Fawzi Amellal Elwatan.com

Wilaya de Tizi Ouzou : Débrayage dans les transports

Le conflit dans les transports n’est pas encore réglé six mois après la mise en place du nouveau plan de circulation.

Les transporteurs, propriétaires de bus sont revenus, avant-hier, à la charge pour réitérer leurs revendications quant à l’amélioration des conditions de travail à la nouvelle gare routière de Bouhinoun. Depuis leur délocalisation dans cette nouvelle infrastructure en été dernier, les transporteurs sont entrés en conflit avec la direction des transports. Ainsi, dans la matinée du dimanche, les bus ont été immobilisés à l’intérieur et à l’entrée de la gare de Bouhinoun fermant l’accès aux quais. Aussitôt, un bouchon s’est formé, paralysant la circulation sur la rocade sud durant toute la journée. Des milliers de voyageurs ont été pénalisés, contraint à payer, parfois 800 DA à 1000 DA à des fraudeurs pour se rendre à Alger et vers d’autres destinations.

Elwatan.com

Bouira : Les transporteurs de voyageurs ne décolèrent pas

Cela fait six jours que la wilaya est totalement paralysée par le mouvement de grève des transporteurs.

Les transporteurs de voyageurs de la wilaya de Bouira radicalisent leur mouvement. Après deux rassemblements infructueux, ils ont procédé, hier matin, à la fermeture de plusieurs axes routiers. Les transporteurs de la daïra de Bechloul ont barricadé la RN5 en mettant le feu à des pneus, à quelques encablures à l’ouest du chef-lieu de daïra. «Nos collègues de Sour El Ghozlane, Lakhdaria et M’chedallah nous ont affirmé qu’ils protesteront de la même manière», indique un transporteur.

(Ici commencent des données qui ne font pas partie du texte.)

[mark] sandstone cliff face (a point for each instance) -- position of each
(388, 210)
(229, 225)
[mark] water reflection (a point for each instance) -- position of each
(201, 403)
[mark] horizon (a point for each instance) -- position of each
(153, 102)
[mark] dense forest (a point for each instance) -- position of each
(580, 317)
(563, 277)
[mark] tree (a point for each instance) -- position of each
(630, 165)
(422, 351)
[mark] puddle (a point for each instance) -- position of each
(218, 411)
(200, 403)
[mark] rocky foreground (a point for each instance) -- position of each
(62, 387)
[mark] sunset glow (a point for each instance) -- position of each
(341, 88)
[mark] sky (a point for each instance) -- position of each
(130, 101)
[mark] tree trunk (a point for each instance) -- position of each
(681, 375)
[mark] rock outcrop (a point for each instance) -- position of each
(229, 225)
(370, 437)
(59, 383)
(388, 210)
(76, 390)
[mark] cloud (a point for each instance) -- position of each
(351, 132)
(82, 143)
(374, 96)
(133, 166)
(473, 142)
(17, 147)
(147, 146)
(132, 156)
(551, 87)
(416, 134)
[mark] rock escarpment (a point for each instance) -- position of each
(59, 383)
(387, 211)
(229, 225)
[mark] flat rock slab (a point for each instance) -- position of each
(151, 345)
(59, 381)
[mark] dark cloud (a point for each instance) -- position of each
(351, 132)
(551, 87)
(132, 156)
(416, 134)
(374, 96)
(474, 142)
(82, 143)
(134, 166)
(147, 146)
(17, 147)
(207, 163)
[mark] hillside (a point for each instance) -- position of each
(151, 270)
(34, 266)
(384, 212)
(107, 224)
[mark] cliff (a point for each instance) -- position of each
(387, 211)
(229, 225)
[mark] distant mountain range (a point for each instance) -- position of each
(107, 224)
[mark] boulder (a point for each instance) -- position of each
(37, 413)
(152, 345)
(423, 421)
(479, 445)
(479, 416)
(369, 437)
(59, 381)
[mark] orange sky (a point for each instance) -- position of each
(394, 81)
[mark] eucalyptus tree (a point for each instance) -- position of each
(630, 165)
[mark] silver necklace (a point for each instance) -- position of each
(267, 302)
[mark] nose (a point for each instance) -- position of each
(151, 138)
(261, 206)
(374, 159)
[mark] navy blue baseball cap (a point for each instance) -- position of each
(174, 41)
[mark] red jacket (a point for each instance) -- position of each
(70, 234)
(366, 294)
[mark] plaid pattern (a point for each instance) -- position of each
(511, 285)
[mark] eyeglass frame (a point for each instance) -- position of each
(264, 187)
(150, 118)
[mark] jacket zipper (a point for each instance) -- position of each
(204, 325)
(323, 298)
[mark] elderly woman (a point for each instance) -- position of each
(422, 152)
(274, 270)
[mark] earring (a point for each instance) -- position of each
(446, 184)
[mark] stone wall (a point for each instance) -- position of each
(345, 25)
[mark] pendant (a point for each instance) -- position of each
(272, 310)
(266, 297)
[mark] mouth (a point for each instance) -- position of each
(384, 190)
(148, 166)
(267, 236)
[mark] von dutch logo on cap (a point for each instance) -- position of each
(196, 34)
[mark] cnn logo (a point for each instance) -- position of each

La situation se corse. Cela fait six jours que la wilaya est totalement paralysée par ce mouvement de grève et aucune mesure n’a été prise par les pouvoirs publics pour permettre aux citoyens de rejoindre à temps leurs destinations respectives. Face à la persistance des grévistes qui ne veulent pas quitter l’ancienne gare routière, située au centre-ville de Bouira, l’administration, elle, continue de faire la sourde oreille. Ainsi, il est à souligner que ce mouvement de protestation a été enclenché suite à la décision de la direction des transports de transférer toutes les lignes de transport intercommunal vers la nouvelle gare routière.

Les transporteurs privés, faut-il rappeler, refusent de quitter l’ancienne station. Si les pouvoirs publics continuent à se murer dans le silence, le débrayage risque fort de perdurer.